And if you thought that the Channel 5's Christmas Day scheduling was perhaps just a one off misjudgement or temporary aberration, you'd be wrong. Still to come, on the other big festive night of the holiday season - New Year's Eve, they'll be showing a countdown of the top 50 funniest comedians, for almost three hours. I am willing to bet that this show, which is meant to contain the funniest people in the world will actually deliver three hours of people telling us who they think are the funniest people in the world. Not much fun there then. So much so that you will want to dial up the Christmas Episode of Eastenders and its lighthearted attempted murder plot-line, just to cheer yourself up.

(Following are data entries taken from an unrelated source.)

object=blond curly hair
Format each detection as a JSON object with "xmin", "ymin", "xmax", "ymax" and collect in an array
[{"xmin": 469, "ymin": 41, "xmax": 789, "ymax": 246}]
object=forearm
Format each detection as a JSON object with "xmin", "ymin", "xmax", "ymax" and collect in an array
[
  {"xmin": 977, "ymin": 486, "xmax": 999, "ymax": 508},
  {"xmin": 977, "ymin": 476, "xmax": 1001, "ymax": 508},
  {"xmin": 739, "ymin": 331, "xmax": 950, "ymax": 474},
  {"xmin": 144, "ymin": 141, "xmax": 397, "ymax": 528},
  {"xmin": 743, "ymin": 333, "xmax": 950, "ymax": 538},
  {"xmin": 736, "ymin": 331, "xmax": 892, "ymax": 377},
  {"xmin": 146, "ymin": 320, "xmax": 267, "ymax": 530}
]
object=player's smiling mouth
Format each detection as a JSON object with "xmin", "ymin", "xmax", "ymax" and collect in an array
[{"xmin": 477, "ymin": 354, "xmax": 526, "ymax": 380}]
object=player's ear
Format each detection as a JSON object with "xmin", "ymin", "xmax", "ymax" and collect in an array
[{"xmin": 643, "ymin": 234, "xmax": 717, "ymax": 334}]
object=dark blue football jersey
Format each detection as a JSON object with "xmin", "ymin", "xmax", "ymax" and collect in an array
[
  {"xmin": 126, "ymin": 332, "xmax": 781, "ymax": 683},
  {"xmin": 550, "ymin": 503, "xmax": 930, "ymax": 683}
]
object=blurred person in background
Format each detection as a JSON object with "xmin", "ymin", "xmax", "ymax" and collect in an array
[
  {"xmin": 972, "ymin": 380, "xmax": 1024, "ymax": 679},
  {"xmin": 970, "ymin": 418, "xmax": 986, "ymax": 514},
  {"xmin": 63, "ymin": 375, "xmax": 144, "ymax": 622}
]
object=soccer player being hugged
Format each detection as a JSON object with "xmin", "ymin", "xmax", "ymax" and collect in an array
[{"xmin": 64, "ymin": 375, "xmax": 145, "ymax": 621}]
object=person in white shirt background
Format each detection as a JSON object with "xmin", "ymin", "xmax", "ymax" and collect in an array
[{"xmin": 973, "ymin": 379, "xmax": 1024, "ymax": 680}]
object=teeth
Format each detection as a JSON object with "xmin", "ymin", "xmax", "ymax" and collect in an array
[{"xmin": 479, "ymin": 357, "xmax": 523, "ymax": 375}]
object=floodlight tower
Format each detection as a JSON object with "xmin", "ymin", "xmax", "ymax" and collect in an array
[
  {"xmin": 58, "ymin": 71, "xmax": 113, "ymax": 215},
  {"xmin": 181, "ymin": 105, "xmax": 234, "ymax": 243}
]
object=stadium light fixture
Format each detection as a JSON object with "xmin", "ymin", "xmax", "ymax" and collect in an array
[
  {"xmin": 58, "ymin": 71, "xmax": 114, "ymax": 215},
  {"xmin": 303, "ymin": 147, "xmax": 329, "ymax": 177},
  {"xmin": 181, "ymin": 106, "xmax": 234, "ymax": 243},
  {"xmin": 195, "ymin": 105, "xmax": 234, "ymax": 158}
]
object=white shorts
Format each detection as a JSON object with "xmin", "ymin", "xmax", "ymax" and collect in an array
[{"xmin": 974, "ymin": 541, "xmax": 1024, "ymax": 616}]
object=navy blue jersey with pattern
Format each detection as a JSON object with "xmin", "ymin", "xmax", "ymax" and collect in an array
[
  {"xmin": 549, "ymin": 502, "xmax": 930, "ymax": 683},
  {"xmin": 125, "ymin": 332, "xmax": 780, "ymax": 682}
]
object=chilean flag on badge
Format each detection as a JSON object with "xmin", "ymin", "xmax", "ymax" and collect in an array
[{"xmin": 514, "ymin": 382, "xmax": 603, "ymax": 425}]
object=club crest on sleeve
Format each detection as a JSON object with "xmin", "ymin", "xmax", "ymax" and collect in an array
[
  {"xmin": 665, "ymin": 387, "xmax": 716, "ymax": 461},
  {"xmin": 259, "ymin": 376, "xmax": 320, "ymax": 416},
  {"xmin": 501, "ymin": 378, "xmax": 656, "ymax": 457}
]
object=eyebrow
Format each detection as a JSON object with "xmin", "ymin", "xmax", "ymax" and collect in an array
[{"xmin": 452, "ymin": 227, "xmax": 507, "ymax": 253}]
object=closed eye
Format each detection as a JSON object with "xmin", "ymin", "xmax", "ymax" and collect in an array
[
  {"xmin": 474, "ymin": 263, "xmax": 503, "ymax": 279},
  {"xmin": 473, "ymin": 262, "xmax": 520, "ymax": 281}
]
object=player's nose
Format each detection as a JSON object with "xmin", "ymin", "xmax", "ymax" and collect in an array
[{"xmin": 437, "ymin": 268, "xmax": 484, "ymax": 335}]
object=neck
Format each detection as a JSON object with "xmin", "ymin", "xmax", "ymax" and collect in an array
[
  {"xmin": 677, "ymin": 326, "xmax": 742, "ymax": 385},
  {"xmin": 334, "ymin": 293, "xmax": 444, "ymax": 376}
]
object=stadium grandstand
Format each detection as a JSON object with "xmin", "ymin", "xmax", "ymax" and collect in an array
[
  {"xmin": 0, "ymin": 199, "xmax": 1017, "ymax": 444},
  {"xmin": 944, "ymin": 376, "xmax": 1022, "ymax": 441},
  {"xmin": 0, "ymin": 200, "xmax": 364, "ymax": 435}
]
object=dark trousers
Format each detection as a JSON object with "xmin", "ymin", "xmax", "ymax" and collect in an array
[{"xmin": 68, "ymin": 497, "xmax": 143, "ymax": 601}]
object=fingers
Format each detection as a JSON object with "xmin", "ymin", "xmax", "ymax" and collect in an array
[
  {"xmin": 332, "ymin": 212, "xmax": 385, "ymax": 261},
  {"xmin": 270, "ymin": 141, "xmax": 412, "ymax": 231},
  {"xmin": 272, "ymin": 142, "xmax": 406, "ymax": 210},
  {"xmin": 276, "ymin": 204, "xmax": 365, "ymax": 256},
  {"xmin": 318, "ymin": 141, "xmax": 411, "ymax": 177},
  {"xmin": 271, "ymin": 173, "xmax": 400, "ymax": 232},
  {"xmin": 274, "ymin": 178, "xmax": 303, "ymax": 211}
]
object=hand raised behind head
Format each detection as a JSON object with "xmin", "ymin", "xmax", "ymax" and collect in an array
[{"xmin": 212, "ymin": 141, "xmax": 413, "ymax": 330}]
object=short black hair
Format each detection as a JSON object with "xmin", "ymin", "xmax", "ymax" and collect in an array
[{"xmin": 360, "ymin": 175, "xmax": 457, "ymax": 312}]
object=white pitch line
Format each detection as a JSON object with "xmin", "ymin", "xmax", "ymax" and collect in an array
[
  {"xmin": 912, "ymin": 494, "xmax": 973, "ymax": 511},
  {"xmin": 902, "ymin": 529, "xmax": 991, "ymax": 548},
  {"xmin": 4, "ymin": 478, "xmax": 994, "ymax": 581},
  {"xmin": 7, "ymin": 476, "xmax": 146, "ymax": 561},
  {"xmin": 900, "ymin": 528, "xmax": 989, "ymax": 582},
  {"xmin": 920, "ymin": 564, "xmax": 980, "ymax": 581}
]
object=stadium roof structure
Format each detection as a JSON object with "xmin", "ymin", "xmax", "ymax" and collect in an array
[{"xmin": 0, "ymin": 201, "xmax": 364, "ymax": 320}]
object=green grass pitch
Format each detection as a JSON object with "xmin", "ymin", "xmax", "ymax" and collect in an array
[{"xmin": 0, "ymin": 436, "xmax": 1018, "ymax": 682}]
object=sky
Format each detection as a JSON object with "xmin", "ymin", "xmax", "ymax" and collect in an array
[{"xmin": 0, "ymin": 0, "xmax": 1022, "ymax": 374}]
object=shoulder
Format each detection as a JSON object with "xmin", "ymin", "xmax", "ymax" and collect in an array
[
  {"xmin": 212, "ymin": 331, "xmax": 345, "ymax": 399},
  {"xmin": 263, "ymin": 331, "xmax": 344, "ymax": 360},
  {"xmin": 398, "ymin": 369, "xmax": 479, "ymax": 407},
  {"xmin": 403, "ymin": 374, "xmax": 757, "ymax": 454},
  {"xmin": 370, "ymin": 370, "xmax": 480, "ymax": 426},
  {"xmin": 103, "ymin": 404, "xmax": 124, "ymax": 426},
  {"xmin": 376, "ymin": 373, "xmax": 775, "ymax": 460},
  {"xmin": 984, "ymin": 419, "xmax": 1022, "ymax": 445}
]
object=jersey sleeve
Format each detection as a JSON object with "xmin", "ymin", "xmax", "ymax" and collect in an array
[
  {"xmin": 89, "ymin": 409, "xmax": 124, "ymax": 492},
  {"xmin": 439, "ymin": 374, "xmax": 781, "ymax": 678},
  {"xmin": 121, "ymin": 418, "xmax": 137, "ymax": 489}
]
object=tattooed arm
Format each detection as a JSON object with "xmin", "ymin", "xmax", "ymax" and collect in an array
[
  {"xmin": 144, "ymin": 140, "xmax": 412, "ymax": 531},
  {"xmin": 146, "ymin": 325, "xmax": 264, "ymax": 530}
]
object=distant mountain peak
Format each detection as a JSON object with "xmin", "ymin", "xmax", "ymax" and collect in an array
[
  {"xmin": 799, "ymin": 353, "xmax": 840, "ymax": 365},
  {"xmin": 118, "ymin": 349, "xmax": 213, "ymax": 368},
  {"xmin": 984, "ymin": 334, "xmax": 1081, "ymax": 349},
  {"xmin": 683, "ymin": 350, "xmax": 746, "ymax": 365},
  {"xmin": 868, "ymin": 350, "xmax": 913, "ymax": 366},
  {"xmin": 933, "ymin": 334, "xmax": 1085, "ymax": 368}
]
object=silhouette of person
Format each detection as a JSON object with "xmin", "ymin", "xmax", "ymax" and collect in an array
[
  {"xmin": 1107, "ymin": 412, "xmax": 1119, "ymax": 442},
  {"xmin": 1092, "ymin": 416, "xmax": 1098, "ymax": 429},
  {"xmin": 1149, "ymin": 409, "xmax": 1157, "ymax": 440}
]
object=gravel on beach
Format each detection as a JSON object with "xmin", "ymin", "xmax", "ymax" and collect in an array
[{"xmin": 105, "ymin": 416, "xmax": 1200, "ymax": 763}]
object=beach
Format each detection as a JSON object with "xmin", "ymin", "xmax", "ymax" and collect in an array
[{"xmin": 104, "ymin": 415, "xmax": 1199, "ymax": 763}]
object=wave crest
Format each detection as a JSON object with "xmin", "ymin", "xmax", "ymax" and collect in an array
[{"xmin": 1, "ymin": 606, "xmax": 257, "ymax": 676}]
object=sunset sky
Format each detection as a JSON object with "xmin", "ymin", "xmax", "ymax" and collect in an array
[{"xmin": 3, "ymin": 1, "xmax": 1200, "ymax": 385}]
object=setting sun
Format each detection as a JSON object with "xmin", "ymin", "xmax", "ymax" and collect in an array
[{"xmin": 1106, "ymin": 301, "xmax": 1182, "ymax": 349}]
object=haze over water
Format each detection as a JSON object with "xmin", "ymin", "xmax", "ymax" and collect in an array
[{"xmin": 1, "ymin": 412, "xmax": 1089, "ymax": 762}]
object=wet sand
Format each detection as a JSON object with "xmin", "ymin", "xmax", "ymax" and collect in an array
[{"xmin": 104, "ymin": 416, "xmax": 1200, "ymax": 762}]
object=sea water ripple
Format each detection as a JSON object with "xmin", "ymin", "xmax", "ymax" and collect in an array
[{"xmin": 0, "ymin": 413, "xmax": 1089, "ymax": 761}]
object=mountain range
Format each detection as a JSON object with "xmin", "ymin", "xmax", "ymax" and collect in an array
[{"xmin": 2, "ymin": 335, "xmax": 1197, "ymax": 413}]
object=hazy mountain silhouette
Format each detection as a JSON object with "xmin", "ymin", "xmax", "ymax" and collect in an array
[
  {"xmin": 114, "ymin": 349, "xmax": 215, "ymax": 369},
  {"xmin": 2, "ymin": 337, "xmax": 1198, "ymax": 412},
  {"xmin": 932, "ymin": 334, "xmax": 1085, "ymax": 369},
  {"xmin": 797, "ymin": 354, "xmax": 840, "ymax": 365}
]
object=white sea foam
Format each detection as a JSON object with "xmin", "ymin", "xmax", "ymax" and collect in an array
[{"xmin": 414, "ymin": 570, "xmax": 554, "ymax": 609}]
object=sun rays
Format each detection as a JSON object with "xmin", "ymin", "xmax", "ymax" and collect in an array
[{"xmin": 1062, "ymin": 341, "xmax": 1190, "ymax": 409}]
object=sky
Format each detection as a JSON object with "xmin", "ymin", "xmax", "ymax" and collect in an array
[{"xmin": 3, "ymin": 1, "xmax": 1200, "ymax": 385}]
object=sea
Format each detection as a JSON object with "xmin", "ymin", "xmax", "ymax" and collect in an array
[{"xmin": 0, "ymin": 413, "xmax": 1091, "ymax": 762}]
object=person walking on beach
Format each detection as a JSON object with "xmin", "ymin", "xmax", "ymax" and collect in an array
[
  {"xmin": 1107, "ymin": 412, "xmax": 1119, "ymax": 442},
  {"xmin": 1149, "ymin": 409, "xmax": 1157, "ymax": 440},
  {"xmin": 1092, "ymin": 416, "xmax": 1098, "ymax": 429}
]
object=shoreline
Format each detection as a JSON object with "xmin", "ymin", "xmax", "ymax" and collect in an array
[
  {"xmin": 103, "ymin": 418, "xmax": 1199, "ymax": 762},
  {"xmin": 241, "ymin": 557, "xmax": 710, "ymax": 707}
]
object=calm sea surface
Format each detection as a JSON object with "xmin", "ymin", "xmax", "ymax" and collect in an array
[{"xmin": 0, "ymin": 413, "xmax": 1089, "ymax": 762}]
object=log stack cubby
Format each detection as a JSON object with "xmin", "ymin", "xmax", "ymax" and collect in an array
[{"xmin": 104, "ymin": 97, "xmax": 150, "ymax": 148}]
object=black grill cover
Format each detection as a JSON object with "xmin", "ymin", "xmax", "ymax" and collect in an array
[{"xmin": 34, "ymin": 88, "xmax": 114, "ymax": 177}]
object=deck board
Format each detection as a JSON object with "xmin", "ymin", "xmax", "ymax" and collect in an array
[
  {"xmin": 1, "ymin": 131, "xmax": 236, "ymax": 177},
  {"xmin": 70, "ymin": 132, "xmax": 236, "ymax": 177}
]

But maybe I am missing something here. Maybe the TV executives of Channel 5 know something that we don't. Maybe they are in fact TV pioneers rather than Eddie Stobart obsessives who believe an hour of lorry driving is the panacea of entertainment. While the numbers watching TV have generally held firm over the last few years, technology will increasingly mean that TV schedules are irrelevant. I remember when everyone used to plan their Christmas Days around what TV they wanted to watch. Turkeys would be timed to ensure that it didn't interfere with Only Fools and Horses. But with iPads, iPlayers, on demand and live record, families can concentrate on teaching Gran how to use her new Kindle in the knowledge that they can watch a certain Great Gran's Christmas message, Downton or Homeland whenever they want. Maybe that's why Channel 5 sent all their staff home over Christmas and told the security staff to play whatever tape they could find on the shelves. Because in the not too distant future, planning our lives around TV schedules will be a mere historical quirk that we'll fondly relate to our grandchildren as they gasp and respond in disbelief "what do you mean 8pm was the only time you could watch it?"